Question & AnswerWhat if my landlord wants to evict me for disturbing others?
3. Challenge your landlord’s version of events
At the hearing, the Board member must decide what they believe happened. If you don’t agree with your landlord’s version of events, you must present evidence for what you say really happened.
For example, your landlord might blame you for something that you didn’t do. You might be able to show that it’s likely that someone else was responsible. Or your landlord might claim that some event was worse or more serious than you say it was.
After hearing the evidence from you and from your landlord, the Board member makes a decision.
If you disagree with what the landlord says you are doing, try to find evidence to prove that you did not do it. Some examples of evidence are:
- proof that no one was in your apartment at the dates and times that the complaints relate to – for example, you might have receipts to show you were travelling
- neighbours who can say that you have not been noisy or disruptive
- witnesses who can say that someone else caused the disturbance
Hearsay (“second-hand”) evidence
Often, the landlord’s case is based on evidence from people who are not at the hearing. You can ask the Board member not to give much importance to that evidence because it is “hearsay”.

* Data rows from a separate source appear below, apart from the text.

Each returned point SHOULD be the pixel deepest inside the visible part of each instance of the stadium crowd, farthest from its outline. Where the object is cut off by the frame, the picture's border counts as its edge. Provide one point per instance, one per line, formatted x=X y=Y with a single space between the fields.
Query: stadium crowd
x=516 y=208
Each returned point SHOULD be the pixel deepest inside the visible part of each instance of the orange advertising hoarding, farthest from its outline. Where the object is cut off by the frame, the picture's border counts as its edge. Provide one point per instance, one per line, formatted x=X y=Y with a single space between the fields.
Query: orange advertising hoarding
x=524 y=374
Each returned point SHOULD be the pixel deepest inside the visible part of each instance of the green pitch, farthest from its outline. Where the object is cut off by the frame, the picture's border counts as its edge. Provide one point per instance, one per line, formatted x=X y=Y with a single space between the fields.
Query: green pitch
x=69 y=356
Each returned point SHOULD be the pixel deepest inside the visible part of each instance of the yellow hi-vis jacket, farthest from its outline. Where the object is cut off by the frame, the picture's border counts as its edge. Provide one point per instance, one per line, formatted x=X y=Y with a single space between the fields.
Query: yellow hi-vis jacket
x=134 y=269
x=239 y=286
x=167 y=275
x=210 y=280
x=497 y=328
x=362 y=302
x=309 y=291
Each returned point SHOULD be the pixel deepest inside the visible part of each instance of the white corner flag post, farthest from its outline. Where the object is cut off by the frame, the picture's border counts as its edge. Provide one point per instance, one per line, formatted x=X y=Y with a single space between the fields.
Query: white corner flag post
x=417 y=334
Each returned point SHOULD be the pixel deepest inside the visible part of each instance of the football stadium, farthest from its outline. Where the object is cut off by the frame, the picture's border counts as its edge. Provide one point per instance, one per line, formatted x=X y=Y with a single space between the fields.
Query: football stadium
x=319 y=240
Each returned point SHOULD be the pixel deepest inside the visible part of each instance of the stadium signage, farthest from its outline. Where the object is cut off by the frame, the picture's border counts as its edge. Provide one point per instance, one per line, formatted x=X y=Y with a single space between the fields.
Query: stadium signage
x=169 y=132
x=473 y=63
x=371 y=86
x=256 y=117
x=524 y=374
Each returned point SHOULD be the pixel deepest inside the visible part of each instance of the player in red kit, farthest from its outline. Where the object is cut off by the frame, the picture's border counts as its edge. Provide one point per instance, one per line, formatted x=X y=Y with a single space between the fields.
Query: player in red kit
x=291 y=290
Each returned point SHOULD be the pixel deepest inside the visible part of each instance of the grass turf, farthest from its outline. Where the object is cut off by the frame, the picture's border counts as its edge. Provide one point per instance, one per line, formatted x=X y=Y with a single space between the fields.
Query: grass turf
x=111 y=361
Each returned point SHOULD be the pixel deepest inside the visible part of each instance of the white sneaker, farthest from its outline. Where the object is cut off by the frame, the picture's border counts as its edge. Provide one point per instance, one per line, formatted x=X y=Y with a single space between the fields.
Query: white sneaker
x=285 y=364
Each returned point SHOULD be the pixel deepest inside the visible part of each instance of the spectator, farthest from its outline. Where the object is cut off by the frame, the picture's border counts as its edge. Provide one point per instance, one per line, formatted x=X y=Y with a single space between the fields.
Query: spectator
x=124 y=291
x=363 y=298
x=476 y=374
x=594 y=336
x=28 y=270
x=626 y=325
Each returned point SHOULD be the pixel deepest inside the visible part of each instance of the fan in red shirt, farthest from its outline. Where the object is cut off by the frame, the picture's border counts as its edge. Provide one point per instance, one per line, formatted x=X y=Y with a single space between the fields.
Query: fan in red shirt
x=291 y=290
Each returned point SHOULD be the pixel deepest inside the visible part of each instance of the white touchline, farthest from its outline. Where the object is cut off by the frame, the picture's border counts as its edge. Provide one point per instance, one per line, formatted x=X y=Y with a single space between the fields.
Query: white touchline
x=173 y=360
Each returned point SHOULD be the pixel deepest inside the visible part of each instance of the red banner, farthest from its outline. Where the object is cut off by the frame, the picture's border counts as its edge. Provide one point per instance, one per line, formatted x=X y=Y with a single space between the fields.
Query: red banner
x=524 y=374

Hearsay means a witness is repeating what someone else told them, not what the witness actually saw or heard. It is like “second-hand” evidence. For example, the landlord might say that another tenant saw you causing the disturbance.
The Board can allow hearsay evidence, but you can argue that they should not you based on hearsay. This is because stories can change when they are repeated by someone else. And it is not fair that you don’t get the chance to question the person to show that what they are saying might be mistaken or untrue.